I found Chase, who had somehow finished 3rd, (of the women...) and we sat down, ate our scones, and took a break. All of the runners were given a T-shirt, a wristband, and a packet of swedish fish! Boy oh boy! I have never enjoyed swedish fish so much before! And then another photo was taken, this time with all of the runners in their T-shirts.
|All the runners in their race t-shirts|
A small parade arrived. It was made up of several women dancing and a few men in cultural clothing with leather straps on their legs that had cans with rocks in them. They would stomp and dance, creating a strong beat. We paraded/danced over to the new two-room classroom. The building was dedicated and many more pictures were taken, the entire time the dancers outside still dancing. We walked over to a row of holes and every visitor got to plant and water a sapling. There was a large ceremony and it seemed that all of Bofu was there. The Skonnard family and the Guest family were thanked in an elaborate ceremony and given Doruma names. There were several activities and dances and songs for entertainment and at the end several people spoke. We walked over to the vans and had the opportunity to ride back to Vikolani.

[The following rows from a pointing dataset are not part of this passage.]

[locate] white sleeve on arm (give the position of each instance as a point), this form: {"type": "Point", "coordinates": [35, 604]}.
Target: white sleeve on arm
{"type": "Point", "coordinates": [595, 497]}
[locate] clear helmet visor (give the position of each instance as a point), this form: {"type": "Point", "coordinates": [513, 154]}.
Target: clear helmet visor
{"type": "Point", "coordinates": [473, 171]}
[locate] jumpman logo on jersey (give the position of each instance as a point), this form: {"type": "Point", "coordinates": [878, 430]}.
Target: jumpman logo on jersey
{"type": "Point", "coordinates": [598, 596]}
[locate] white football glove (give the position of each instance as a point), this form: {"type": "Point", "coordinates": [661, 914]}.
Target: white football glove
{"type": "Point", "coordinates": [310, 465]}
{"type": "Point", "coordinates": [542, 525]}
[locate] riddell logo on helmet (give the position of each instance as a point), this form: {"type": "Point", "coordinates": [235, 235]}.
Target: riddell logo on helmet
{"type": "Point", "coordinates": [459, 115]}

|Dancers at Bofu celebration|
We had cabbage and ugali for lunch and most of the guys fell asleep in their hammocks. Benny, Caleb and I sat down in the hut and wrote in our journals for a while, trying to catch up because we have been so busy there hasn't been much time to write. We took turns in the showers because we didn't exactly smell like fresh linen after the race. There wasn't any warm water at the time, so my shower consisted of a cold bucket of water and an extra shirt for a towel. But did that feel great! I fixed our door handle because Ted was asleep. It is normally Ted's job because he designed the rope with knots tied on the ends fed through a hole. Normally, when it breaks, someone yells, "TED!! You're door broke again!" and he comes and fixes it.
We broke out the guitars and ukelele and started playing and singing when a boy named Edwin came to our camp to teach us how to make slingshots. He started by showing us how to make marbles from the dirt. He made a pile of dirt and poured some water into the center and mixed it into a clay. After he would roll small balls and set them out to dry. We made our slingshots with his help and tried to shoot them. Benny and Gary can both hit a pole at over 10 yards!
|The youth practicing with their new slingshots|
We headed back inside and continued writing in our journals. All of the sudden Garey runs into the room and yells, "Chris!! I have some stuff for you!" We share our handwritten dictionaries.